Twenty-seventh Sunday 2006


I’m sure you know that there are two versions of the story of Creation in the book of Genesis. The first book of the bible. The one that may be most familiar is God creating the world in 7 days. In this version of the story, God speaks and creation happens. It’s a pretty neat and tidy description of the origins of things. This version which is actually written later than the other takes up the first chapter and the first three verses of Chapter 2. But then there is the second version. It is considered to be much earlier in composition. In this version it is not a matter of God acting from a distance but rather God gets his hands (metaphorically speaking) really messy. God creates the human person from the dust, the earth, the mud, the clay of the earth. You know what it’s like to play in the mud, or dig in the dirt or mold clay. IT’s pretty messy. This version of Creation stresses how messy things are in this world. Not so neat and clean. God even does mouth-to mouth resuscitaion with the human. Again not very neat and clean. And the description of the differntiation of the human into man and woman, the classic “rib” story is also not very neat and orderly. It’s pretty messy.

I hope you have figured out the theme of my preaching for today. Life is messy. God is right there in the mess of things. Of course we would like it if everything in this world, especially our relationships were orderly, predictable, everything in its place. But that’s not the way things are. In the gospel today, the Pharisess want to mess with Jesus. They want to put him to the test, so that they can say that he is not faithful to the law. Their interpretation of the divorce law is neat and clean. According to Moses, all that a husband has to do is write the decree of divorce and he can wash his hand clean of any responsibility to his wife. But Jesus responds in a way that refuses to make everything so arbitary and easy. He gives equal responsibility to the woman as to the man. Human relationships, especially one as intimate as marriage demand a genuine partnership. When God bind two together as one, it should not be a simple matter of one having the power to decide that they are no longer bound together. It’s interesting to hear this Gospel in the light of the Genesis reading. There God is separating, making two from one. Here God is joining, making one from two.

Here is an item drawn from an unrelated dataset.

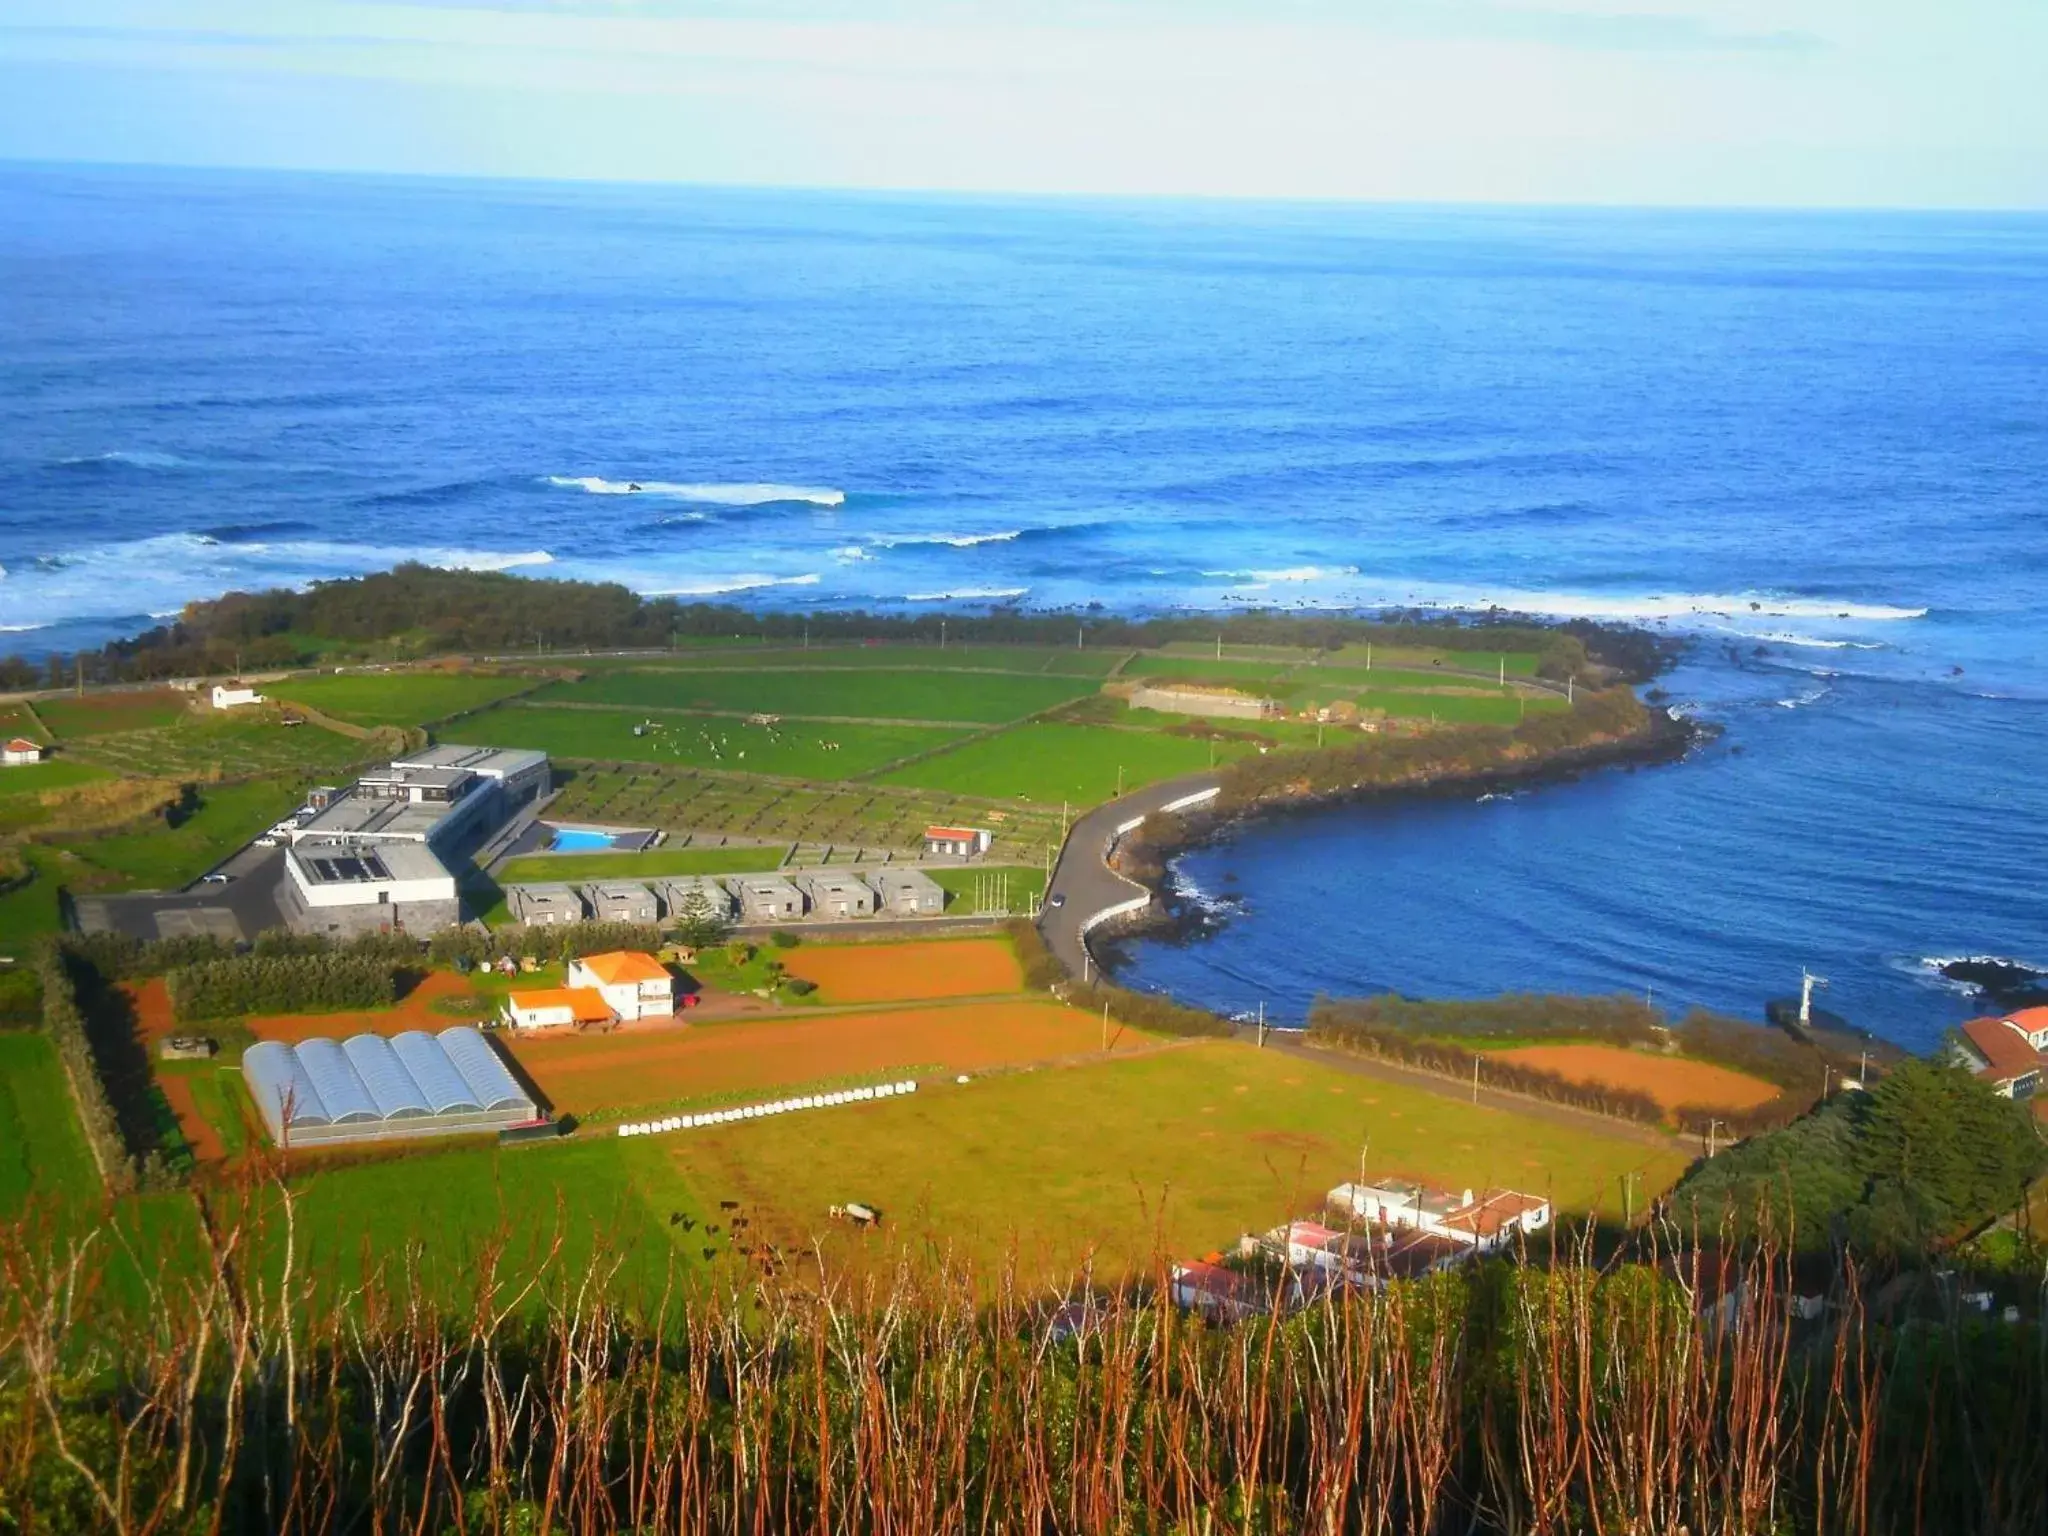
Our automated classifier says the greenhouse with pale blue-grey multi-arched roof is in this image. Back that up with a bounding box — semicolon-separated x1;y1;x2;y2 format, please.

It is important to hear this passage, though, not as a condemnation of someone whose marriage has broken down. The Pharisees question is a legal one. And jesus responds with a reinterpretation of law. They do not ask him a “pastoral” question. More than anyone, jesus knows the complexity of the human heart, human failing and sinfulness. Jesus knows as well how “messy” things in life can get. What is missing from the question of the Pharisees and from Jesus’ response is anything that gives the human context of a failed marriage.

That’s why we have a church and pastoral people to help sort out the messes that we sometimes get ourselves into.